The documentation is part of our source code repository and is also integrated in CoreMedia’s continuous integration process with Jenkins, Sonar and the like. Naturally, the demand for a Sonar like quality measurement for documentation arouse.
The first task is to determine the metrics that we want to monitor. Unfortunately, there is, at least now, no way to automatically test for accuracy and completeness of the information, so we have stick to more obvious features, such as:
- Size of the manual measured through the number of chapters, tables, figures…
- Spelling errors
- Grammar errors
- CoreMedia style guide errors
The first point is easy; simply count the corresponding DocBook tags in the manual using XPATH. The others require a checker that can be integrated into the build process and that delivers a usable format for further processing.
After searching the web we stumbled upon LanguageTool (www.languagetool.org). LanguageTool is an open source tool that offers a stand-alone client, a web front-end and a Java library for all the checks we want to do.
Integrating the Java library in our adapted version of the docbkx-maven-plugin was easy. Adding the Maven dependency to the project and creating a new Maven goal which instantiates the LanguageTool object:
langTool = new JLanguageTool(new AmericanEnglish()); langTool.activateDefaultPatternRules();
The second line shows the big power of LanguageTool, the rules. Spell checking is done with hunspell but all of the grammar and style checks are defined in rules, either written in Java code or in XML. A simple XML rule that checks for the correct usage of email, would look like this:
<rule id="mode" name="Style: Do not write e-mail"> <pattern> <token>e-mail</token> </pattern> <message>CoreMedia Style: Its <suggestion>email</suggestion> not e-mail</message> <example type="correct">Send an <marker>email</marker></example> <example type="incorrect">Send an <marker><match no="1"/></marker></example> </rule>
More complicated rules are possible using regular expressions and POS (part of speech, see http://en.wikipedia.org/wiki/Part_of_speech) tags. LanguageTool comes with a huge chunk of predefined rules for common grammar errors and can be extended by own rules. So, we implemented our style guide with XML rules.
When we start the check we get the results as a list of RuleMatch objects:
List<RuleMatch> matches = langTool.check(textString);
From a RuleMatch objects we can get all interesting information, such as the error message, the position, a suggested correction and more. In our HTML result pages, we show, for instance, the following information from a predefined rule:
In the build process we generate an overview site for all manuals:
At the beginning we got a lot of errors that were not real errors but shortcomings of the checker. There were mostly three reasons for this:
- Words not known by the spellchecker (all of these acronyms used in IT writing, for example)

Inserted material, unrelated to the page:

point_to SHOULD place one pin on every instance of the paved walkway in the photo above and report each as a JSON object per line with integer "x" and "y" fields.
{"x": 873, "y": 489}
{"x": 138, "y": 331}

- Grammar rules not applicable to the format of our text
- Words like file names or class names that can’t be known by the spellchecker
We applied three measures to overcome the false positives:
- Creating a list of ignored words for the spellchecker. The list is managed in the repository so everyone can add new words.
- Deactivating rules in LanguageTool with
langTool.disableRule(deactivatedRule);. The list of deactivated rules is also managed in the repository
- Tagging all specific words with the appropriate DocBook element and filtering the DocBook sources.
With this approach we were able to remove nearly all false positives.
Having an overview page for the documentation enhances the visibility and leads to better quality of the documentation. LanguageTool is a great product for this. It’s easy to integrate and to use and is very powerful. Questions in the forum or the mailing lists have been answered quickly. So, give it a try when you want to monitor the quality of your documentation.